A probe into the EUR5bn Société Générale rogue trading scandal by the French government has revealed that the bank was warned last year that its security systems and internal controls were lacking.
French Finance Minister Christine Lagarde told reporters that SocGen failed to apply appropriate controls over Jérome Kerviel, who was allegedly able to use loopholes in controls and circumvent risk management procedures to make a series of unauthorised bets on European futures.
Kerviel's deals eventually led the bank to reporting EUR4.9 billion in losses last month. It is thought that Kerviel's trades exceeded the bank's market value.
Lagarde's report states that inspections by the banking commission carried out in 2006-7 had led to recommendations that SocGen "strengthen the security of operations".
Lagarde told reporters that SocGen missed a number of "alarms", most notably in November when derivatives exchange Eurex alerted the French bank about the positions in Kerviel's book.

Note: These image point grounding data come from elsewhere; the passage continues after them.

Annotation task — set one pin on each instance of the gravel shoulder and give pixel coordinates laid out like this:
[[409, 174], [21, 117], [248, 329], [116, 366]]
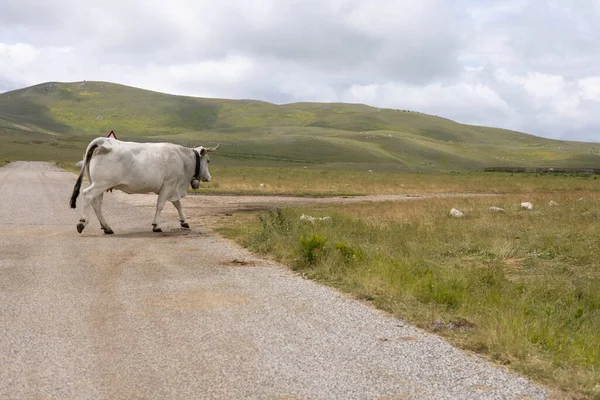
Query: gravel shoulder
[[173, 316]]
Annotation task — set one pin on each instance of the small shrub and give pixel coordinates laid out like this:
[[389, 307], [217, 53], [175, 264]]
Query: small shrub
[[349, 254], [311, 249]]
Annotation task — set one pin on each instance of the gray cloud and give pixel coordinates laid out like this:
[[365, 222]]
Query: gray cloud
[[519, 64]]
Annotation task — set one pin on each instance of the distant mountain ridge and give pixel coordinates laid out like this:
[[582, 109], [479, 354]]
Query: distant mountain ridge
[[322, 135]]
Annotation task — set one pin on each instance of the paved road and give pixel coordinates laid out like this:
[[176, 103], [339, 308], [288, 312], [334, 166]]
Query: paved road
[[169, 316]]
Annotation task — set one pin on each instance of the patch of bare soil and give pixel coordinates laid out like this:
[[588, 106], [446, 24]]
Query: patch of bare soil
[[209, 210]]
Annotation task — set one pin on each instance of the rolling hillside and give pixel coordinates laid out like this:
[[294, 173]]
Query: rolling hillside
[[55, 121]]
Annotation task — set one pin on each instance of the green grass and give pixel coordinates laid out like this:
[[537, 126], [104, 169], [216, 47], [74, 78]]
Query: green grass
[[255, 133], [521, 287]]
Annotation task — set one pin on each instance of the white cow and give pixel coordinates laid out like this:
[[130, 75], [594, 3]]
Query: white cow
[[163, 168]]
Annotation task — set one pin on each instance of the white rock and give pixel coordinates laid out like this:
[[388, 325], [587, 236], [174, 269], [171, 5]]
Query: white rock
[[455, 213], [305, 217], [527, 205]]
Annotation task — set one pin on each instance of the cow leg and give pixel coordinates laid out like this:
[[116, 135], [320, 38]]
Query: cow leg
[[160, 203], [182, 218], [97, 205], [92, 198]]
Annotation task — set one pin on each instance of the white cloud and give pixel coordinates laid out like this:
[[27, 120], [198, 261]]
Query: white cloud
[[519, 64]]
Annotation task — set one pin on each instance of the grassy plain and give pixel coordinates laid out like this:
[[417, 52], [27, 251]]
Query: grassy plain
[[521, 287]]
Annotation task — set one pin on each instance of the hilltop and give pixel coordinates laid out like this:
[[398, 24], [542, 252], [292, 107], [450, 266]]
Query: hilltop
[[56, 120]]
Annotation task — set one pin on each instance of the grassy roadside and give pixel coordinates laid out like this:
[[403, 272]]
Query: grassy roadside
[[521, 287], [299, 181]]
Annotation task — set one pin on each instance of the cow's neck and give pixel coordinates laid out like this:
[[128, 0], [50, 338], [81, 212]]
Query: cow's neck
[[197, 164]]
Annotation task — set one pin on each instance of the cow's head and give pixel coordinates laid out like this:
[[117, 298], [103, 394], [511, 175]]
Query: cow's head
[[204, 161]]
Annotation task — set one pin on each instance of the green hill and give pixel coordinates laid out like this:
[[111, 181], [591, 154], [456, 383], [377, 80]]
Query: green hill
[[56, 120]]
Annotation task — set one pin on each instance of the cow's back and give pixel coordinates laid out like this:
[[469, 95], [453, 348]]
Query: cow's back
[[136, 167]]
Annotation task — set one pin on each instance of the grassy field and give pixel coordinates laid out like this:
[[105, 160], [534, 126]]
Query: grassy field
[[54, 121], [521, 287]]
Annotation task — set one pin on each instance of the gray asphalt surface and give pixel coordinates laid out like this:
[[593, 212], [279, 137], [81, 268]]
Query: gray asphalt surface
[[171, 316]]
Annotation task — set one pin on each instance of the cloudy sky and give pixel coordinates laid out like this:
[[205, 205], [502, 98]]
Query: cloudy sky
[[528, 65]]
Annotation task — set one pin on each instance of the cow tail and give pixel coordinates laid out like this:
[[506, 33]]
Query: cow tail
[[86, 164]]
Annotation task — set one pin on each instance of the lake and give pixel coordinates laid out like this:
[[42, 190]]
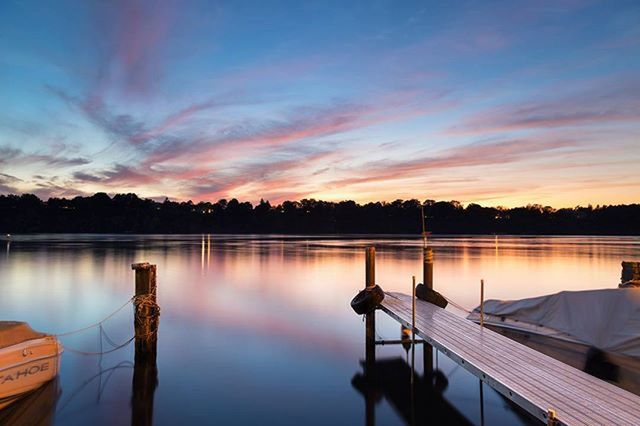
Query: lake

Although the report backs up SocGen's version of events, Lagarde has called on banks to reinforce "Chinese Walls" between the back, middle and front office and to monitor unusual behaviour - such as when a trader does not take holidays.
Reports emerged last week that Kerviel only took four days of holiday in 2007.
In a statement SocGen claims Lagarde's report "does not call into question the systems used to manage market risk".
"Concerning the controls which were successfully circumvented by the fraud, the measures which would have enabled its detection and prevention have already been implemented or will be put into place shortly," says the bank.
French prosecutors began the process of charging Kerviel with attempted fraud last week. The 31-year old has reportedly admitted to hacking into computers and faking e-mails to hide his positions. The trader was released on police bail last week. However a hearing at which his bail will be challenged will take place on 8 February.